Dr Kamal Taori is a former Secretary to the Government of India who describes himself as a ‘non-conformist.’ When asked to speak about his growing up years he says, “I was born in Wardha (Maharashtra), a year before India gained Independence. I went on to serve in the Indian Army from 1966 to 1972, and later joined the Indian Administrative Service where I served till 2006 in various capacities.”
Dr Kamal is from the Uttar Pradesh cadre and holds a doctorate in Rural Entrepreneurship. He has worked as Collector, Commissioner and Union Secretary in many departments besides leading the Council for Advancement of People’s Action and Rural Technology (CAPART), a nodal agency for catalysing and coordinating the partnership between voluntary organisations and the government for sustainable development of rural areas.
Reminiscing about his childhood, Dr Kamal speaks of Professor Agnihotri, a man who has immensely inspired him.
“He never gave up on me and my numerous questions that I always had. He would always encourage me, and that was perhaps the first inspiration I encountered.”
Dr Kamal spent three decades in bureaucratic service and has been posted to many areas that are termed as ‘punishment postings’. However, that did not deter him. He says, “My entire career was challenging, and I always volunteered for working in the less opted areas. In this process I travelled widely not only in India but also abroad and wrote more than 40 books sharing my experiences.”
“In my years of service I have redefined, demystified, and realigned some of the value systems, planning systems, and questioned reasoned answers. In my role with the Planning commission, which is now called the NITI Aayog, I strongly put my point across to say that this kind of planning would only lead us to disaster. Having said that I would also give them alternative solutions based on traditional knowledge and the wisdom of this nation.”
Dr Kamal has come up with his own plan of action to address the issues that the nation is currently facing.
He urges all of us to go back to our roots to look for solutions, ‘jad se judo,’ (connect to your roots) he says.
Reducing costs and finding alternate solutions to working on a problem is also the need of the hour. Dr Kamal also stresses upon the importance of public-private panchayat partnerships, that are also economically profitable, and a win-win for all parties.
“We are a confused lot—we do not know what development model we must follow. We have no option but to move towards a greater privatization and decentralized sort of model. We must also ensure that we involve at least 70% women in our planning commissions,” he says.
As he speaks to me, he slips into Sanskrit with ease. He says, “Sã vidyã yã vimuktaye—That alone is knowledge which leads to liberation. The government must work towards and facilitate this process of educating everyone. This would never have been possible earlier, but with the digital thrust in the country, this is becoming a genuine possibility now.”
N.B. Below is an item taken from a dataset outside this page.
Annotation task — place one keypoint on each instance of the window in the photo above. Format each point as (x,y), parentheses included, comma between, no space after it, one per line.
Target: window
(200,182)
“We can see a reasoned transformation of India.”
When asked why he has chosen this life path for himself he says, “It was a poet-saint Tulsidas who said that the primary propellant of all our actions is self-interest. You will ask me what my self-interest is — by working in the ‘useless’ areas I have understood the problems that exist, and I aspire to give back and do something constructive for the society.”
Dr Kamal firmly believes that no one above the age of 60 should hold any paid position in the government. It is a time one should spend reflecting and pondering, both collectively and individually about all that has gone wrong and find ways to set it right.
Here are a few things that we must take away from Dr Kamal:
1. Don’t be a conformist.
2. Learn to question everything.
3. Know your potential and work towards it.
4. Convert your hobby into your profession.
5. Work with nature as much as you can.